Under this formulation, upon entering state "A000" there is a reward of +1000 because player B removed the last object, so they lose (and player A wins). Entering state "B000" indicates player A has lost, so player B wins, so there's a reward of -1000.

Testing your program

Under 3-4-5, the computer should always win if it goes first. Similarly for 0-1-2, 1-2-4 and 2-3-4. Under 2-4-6, the computer should always win if it goes second. Similarly for 1-2-3.

Sample output

If you want to make sure your Q-learning is doing the right thing, here are the values your Q-tables should converge to in the long term (after playing, say 100,000 games). Note that playing 100,000 games really shouldn't take more than a minute, if that. On my laptop that is 4+ years old, playing 100,000 games from an initial start state of 3-4-5 takes about 25 seconds.

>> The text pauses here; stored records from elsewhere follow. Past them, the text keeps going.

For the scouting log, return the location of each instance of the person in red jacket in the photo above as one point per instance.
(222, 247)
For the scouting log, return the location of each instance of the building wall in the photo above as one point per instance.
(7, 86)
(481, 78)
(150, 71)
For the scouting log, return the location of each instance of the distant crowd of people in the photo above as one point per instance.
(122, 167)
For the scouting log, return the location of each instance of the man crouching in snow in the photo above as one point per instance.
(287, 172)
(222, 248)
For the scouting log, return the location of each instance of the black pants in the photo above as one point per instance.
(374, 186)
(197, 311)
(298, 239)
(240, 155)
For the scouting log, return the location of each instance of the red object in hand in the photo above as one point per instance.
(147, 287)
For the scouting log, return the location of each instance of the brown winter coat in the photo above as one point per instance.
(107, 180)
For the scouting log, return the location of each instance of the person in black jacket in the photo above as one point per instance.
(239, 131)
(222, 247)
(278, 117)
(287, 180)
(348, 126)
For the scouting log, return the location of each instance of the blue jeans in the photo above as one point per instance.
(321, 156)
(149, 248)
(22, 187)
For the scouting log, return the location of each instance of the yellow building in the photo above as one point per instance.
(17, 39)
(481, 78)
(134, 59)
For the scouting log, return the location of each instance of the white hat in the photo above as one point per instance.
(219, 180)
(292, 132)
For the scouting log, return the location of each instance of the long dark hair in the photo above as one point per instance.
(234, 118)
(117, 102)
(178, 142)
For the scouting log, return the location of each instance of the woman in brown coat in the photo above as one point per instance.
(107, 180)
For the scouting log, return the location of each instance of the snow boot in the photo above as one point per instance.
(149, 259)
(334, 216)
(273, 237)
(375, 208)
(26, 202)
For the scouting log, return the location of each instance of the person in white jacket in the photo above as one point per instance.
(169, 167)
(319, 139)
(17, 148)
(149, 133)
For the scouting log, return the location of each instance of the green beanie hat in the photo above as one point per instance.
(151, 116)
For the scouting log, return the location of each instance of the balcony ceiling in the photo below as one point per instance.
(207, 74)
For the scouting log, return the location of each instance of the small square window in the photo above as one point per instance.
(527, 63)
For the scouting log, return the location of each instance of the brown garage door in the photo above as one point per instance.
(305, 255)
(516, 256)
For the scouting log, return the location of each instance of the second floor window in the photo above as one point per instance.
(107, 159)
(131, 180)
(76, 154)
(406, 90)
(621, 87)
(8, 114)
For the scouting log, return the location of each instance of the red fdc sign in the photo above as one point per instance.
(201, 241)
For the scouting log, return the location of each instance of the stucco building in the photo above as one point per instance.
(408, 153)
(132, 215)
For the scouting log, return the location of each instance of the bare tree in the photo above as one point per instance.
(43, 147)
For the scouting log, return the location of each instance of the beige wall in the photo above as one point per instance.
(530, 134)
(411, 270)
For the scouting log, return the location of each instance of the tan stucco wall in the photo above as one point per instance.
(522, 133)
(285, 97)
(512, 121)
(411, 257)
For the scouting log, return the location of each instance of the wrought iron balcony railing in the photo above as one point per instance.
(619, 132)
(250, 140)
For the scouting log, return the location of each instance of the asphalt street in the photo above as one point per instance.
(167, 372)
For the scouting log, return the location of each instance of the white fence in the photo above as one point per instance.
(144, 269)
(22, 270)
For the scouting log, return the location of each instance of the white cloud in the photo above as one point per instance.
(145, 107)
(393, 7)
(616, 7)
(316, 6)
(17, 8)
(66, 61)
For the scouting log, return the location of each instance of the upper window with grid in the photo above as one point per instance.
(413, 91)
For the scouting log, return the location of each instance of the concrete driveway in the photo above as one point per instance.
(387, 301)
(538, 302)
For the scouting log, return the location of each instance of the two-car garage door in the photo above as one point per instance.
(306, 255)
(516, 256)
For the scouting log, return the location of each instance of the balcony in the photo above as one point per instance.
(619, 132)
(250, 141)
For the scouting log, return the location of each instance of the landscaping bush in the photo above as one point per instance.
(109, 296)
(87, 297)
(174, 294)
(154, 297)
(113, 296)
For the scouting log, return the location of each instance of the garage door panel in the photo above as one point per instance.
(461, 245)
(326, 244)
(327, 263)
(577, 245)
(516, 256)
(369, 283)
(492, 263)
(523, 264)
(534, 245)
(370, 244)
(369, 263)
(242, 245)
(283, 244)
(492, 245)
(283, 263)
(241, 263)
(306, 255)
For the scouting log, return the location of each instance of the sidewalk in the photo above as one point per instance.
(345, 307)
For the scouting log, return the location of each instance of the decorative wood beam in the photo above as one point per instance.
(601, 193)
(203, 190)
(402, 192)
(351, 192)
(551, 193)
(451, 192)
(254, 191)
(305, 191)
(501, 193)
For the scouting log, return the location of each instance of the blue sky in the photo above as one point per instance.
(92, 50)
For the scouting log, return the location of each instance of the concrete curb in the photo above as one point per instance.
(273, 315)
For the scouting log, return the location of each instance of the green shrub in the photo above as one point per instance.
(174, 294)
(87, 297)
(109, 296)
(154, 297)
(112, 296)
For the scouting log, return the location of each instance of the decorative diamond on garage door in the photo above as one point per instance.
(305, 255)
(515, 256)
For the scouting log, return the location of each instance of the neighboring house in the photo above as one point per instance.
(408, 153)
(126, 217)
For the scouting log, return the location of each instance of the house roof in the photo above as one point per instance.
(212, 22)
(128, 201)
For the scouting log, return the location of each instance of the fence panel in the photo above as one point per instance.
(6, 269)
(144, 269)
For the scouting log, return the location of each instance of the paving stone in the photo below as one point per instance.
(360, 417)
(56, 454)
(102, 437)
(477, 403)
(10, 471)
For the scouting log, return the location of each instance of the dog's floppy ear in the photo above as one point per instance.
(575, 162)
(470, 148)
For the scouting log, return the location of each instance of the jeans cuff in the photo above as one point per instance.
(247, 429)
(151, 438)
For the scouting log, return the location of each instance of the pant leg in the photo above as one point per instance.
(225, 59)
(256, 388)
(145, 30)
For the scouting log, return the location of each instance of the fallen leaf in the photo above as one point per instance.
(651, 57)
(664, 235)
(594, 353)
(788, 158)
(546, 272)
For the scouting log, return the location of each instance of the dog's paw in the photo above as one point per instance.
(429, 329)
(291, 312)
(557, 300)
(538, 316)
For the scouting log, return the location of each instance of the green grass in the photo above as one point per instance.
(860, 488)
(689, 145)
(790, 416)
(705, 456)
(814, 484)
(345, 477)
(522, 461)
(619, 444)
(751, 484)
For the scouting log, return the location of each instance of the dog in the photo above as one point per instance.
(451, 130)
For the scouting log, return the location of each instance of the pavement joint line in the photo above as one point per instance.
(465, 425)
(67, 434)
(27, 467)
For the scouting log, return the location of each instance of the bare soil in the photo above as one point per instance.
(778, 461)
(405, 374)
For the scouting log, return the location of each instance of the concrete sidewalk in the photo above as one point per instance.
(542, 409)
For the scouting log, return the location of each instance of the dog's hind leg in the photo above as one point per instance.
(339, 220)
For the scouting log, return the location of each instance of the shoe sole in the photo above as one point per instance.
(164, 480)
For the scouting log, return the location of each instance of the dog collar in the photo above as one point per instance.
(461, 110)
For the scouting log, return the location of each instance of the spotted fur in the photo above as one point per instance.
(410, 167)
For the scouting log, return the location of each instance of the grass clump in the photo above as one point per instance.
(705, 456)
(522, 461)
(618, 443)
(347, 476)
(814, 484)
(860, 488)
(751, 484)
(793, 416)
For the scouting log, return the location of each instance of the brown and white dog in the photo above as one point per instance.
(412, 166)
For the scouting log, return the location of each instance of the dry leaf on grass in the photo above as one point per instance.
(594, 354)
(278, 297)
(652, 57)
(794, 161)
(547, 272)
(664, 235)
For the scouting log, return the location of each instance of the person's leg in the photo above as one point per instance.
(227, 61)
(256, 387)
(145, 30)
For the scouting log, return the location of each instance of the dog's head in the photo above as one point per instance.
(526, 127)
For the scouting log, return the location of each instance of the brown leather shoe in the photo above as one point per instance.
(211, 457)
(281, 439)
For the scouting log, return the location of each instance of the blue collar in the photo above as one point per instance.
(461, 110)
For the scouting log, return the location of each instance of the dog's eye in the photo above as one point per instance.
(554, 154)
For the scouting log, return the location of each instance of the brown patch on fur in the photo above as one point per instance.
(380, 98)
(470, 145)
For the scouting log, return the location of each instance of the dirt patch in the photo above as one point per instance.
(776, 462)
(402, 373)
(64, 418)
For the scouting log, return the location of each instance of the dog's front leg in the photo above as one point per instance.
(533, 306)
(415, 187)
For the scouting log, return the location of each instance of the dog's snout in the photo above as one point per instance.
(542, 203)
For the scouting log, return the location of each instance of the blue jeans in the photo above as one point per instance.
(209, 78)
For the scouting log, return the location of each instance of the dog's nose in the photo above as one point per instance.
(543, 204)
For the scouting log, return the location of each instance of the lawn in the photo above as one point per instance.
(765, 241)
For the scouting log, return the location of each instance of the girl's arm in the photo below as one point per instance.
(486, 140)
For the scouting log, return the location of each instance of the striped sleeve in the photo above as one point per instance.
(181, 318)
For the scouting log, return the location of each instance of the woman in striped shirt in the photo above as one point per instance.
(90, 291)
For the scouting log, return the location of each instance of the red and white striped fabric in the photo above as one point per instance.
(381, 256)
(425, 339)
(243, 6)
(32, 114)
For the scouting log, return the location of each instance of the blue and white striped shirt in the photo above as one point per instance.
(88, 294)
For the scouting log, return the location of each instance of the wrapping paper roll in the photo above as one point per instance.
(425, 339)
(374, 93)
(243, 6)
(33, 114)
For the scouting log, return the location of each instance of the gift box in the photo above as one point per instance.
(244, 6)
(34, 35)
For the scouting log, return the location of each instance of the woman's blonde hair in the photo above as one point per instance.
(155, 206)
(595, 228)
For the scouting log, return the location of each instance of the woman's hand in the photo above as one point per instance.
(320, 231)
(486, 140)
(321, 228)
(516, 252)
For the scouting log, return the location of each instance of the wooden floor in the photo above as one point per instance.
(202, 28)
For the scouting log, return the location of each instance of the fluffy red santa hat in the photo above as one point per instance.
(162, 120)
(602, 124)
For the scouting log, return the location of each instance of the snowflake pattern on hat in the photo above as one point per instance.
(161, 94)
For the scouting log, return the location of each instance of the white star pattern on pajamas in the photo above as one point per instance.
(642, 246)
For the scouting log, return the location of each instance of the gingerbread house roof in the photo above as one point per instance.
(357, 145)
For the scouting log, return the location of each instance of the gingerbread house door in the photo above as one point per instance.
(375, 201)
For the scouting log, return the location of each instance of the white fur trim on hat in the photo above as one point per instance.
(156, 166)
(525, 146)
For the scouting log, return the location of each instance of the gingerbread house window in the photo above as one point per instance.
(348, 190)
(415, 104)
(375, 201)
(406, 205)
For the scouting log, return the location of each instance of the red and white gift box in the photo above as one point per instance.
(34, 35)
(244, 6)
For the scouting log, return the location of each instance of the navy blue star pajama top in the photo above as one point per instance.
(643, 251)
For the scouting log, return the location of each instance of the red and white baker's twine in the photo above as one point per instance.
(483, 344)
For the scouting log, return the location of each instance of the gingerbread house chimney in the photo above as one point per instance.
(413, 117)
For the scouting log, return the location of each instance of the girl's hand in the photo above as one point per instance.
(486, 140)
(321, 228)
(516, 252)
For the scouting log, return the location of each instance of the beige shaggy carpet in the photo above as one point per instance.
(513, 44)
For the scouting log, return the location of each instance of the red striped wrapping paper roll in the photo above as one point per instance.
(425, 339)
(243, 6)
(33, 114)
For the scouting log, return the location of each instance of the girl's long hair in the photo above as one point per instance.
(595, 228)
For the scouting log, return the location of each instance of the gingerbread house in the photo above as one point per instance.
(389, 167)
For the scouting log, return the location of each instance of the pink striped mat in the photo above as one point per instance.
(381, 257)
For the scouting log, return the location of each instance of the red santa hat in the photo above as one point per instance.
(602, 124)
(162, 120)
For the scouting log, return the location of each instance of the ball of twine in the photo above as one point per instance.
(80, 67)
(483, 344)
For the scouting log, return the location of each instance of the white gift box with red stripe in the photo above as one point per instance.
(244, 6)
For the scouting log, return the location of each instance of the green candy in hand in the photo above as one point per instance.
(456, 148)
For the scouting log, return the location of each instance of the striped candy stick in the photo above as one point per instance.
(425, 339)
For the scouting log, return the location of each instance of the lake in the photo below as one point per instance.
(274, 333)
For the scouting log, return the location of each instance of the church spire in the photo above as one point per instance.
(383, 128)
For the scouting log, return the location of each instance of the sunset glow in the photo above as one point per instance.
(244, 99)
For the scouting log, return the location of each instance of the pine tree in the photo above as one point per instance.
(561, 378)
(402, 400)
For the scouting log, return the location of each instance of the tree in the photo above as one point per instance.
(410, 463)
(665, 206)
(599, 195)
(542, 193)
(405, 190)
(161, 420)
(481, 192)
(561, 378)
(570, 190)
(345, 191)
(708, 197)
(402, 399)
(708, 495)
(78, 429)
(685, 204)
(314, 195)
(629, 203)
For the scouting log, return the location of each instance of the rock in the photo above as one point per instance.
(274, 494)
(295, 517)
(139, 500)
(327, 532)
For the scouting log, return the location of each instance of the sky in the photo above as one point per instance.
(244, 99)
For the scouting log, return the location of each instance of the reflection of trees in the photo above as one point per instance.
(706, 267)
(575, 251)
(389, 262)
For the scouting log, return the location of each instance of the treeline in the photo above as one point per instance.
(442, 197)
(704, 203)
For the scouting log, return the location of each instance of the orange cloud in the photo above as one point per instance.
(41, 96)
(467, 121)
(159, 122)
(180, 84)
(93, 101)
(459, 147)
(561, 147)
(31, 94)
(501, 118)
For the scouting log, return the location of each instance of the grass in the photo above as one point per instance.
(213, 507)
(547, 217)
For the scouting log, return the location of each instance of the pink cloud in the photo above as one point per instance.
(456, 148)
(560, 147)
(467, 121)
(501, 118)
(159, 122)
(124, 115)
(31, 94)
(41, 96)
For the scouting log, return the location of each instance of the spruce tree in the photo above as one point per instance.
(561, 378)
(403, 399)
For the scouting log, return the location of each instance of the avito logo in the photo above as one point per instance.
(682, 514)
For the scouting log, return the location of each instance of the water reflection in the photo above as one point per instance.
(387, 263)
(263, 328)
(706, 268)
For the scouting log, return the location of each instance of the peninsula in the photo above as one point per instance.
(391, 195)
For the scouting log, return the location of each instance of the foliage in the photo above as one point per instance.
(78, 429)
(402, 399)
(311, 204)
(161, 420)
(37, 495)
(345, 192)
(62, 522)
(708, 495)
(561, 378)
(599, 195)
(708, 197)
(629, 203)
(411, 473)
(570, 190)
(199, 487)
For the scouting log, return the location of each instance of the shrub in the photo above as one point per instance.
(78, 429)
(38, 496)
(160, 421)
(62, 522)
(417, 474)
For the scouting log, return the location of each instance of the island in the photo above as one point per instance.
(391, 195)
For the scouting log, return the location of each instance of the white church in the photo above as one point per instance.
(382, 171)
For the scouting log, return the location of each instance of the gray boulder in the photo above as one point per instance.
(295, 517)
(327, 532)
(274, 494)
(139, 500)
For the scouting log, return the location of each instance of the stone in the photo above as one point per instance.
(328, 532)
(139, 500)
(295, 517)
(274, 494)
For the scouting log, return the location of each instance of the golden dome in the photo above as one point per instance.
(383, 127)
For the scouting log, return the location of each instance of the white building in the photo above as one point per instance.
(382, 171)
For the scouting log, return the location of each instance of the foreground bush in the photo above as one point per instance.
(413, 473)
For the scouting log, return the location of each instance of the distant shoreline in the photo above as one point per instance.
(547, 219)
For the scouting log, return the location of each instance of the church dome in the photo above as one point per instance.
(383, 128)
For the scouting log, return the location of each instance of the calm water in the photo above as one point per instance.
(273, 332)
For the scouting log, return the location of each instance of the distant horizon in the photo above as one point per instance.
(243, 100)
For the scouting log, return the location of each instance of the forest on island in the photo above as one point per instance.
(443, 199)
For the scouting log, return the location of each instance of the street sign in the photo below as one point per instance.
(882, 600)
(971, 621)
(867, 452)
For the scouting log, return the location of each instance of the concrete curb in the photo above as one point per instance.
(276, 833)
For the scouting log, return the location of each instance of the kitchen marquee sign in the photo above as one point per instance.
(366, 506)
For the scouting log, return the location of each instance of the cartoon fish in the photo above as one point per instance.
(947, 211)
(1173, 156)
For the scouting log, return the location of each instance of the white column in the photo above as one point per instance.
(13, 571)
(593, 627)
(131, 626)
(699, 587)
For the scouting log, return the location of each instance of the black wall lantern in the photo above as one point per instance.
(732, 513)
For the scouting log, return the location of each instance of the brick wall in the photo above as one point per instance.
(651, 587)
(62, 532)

For the 0-1-2 game (we did this by hand in class on 11/29), the values your program should converge to are:

Q[A001, 21] = -1000.0
Q[A010, 11] = -1000.0
Q[A012, 11] = -810.0
Q[A012, 21] = -810.0
Q[A012, 22] = 900.0
Q[B002, 21] = -900.0
Q[B002, 22] = 1000.0
Q[B010, 11] = 1000.0
Q[B011, 11] = -900.0
Q[B011, 21] = -900.0

For the 1-2-3 game, the values your program should converge to are:

Q[A001, 21] = -1000.0
Q[A002, 21] = 900.0
Q[A002, 22] = -1000.0
Q[A003, 21] = -810.0
Q[A003, 22] = 900.0
Q[A003, 23] = -1000.0
Q[A010, 11] = -1000.0
Q[A011, 11] = 900.0
Q[A011, 21] = 900.0
Q[A013, 11] = -810.0
Q[A013, 21] = -810.0
Q[A013, 22] = -810.0
Q[A013, 23] = 900.0
Q[A020, 11] = 900.0
Q[A020, 12] = -1000.0
Q[A021, 11] = -810.0
Q[A021, 12] = 900.0
Q[A021, 21] = -810.0
Q[A022, 11] = -810.0
Q[A022, 12] = -810.0
Q[A022, 21] = -810.0
Q[A022, 22] = -810.0
Q[A100, 01] = -1000.0
Q[A101, 01] = 900.0
Q[A101, 21] = 900.0
Q[A102, 01] = -810.0
Q[A102, 21] = -810.0
Q[A102, 22] = 900.0
Q[A103, 01] = -810.0
Q[A103, 21] = -810.0
Q[A103, 22] = -810.0
Q[A103, 23] = 900.0
Q[A110, 01] = 900.0
Q[A110, 11] = 900.0
Q[A111, 01] = -810.0
Q[A111, 11] = -810.0
Q[A111, 21] = -810.0
Q[A112, 01] = -810.0
Q[A112, 11] = -810.0
Q[A112, 21] = 729.0
Q[A112, 22] = -810.0
Q[A120, 01] = -810.0
Q[A120, 11] = -810.0
Q[A120, 12] = 900.0
Q[A121, 01] = -810.0
Q[A121, 11] = 729.0
Q[A121, 12] = -810.0
Q[A121, 21] = -810.0
Q[A123, 01] = -656.1
Q[A123, 11] = -656.1
Q[A123, 12] = -810.0
Q[A123, 21] = -656.1
Q[A123, 22] = -656.1
Q[A123, 23] = -810.0
Q[B001, 21] = 1000.0
Q[B002, 21] = -900.0
Q[B002, 22] = 1000.0
Q[B003, 21] = 810.0
Q[B003, 22] = -900.0
Q[B003, 23] = 1000.0
Q[B010, 11] = 1000.0
Q[B011, 11] = -900.0
Q[B011, 21] = -900.0
Q[B012, 11] = 810.0
Q[B012, 21] = 810.0
Q[B012, 22] = -900.0
Q[B020, 11] = -900.0
Q[B020, 12] = 1000.0
Q[B021, 11] = 810.0
Q[B021, 12] = -900.0
Q[B021, 21] = 810.0
Q[B023, 11] = 810.0
Q[B023, 12] = 810.0
Q[B023, 21] = -729.0
Q[B023, 22] = 810.0
Q[B023, 23] = 810.0
Q[B100, 01] = 1000.0
Q[B101, 01] = -900.0
Q[B101, 21] = -900.0
Q[B102, 01] = 810.0
Q[B102, 21] = 810.0
Q[B102, 22] = -900.0
Q[B103, 01] = 810.0
Q[B103, 21] = 810.0
Q[B103, 22] = 810.0
Q[B103, 23] = -900.0
Q[B110, 01] = -900.0
Q[B110, 11] = -900.0
Q[B111, 01] = 810.0
Q[B111, 11] = 810.0
Q[B111, 21] = 810.0
Q[B113, 01] = 810.0
Q[B113, 11] = 810.0
Q[B113, 21] = 656.1
Q[B113, 22] = -729.0
Q[B113, 23] = 810.0
Q[B120, 01] = 810.0
Q[B120, 11] = 810.0
Q[B120, 12] = -900.0
Q[B121, 01] = 810.0
Q[B121, 11] = -729.0
Q[B121, 12] = 810.0
Q[B121, 21] = 810.0
Q[B122, 01] = -729.0
Q[B122, 11] = 656.1
Q[B122, 12] = 810.0
Q[B122, 21] = 656.1
Q[B122, 22] = 810.0

Notice how for the start state, A123, the first player (player A) has no Q-values with positive expected rewards. This means that the whoever goes first will lose, assuming player B plays perfectly. (Hence, the computer should win if allowed to go second.)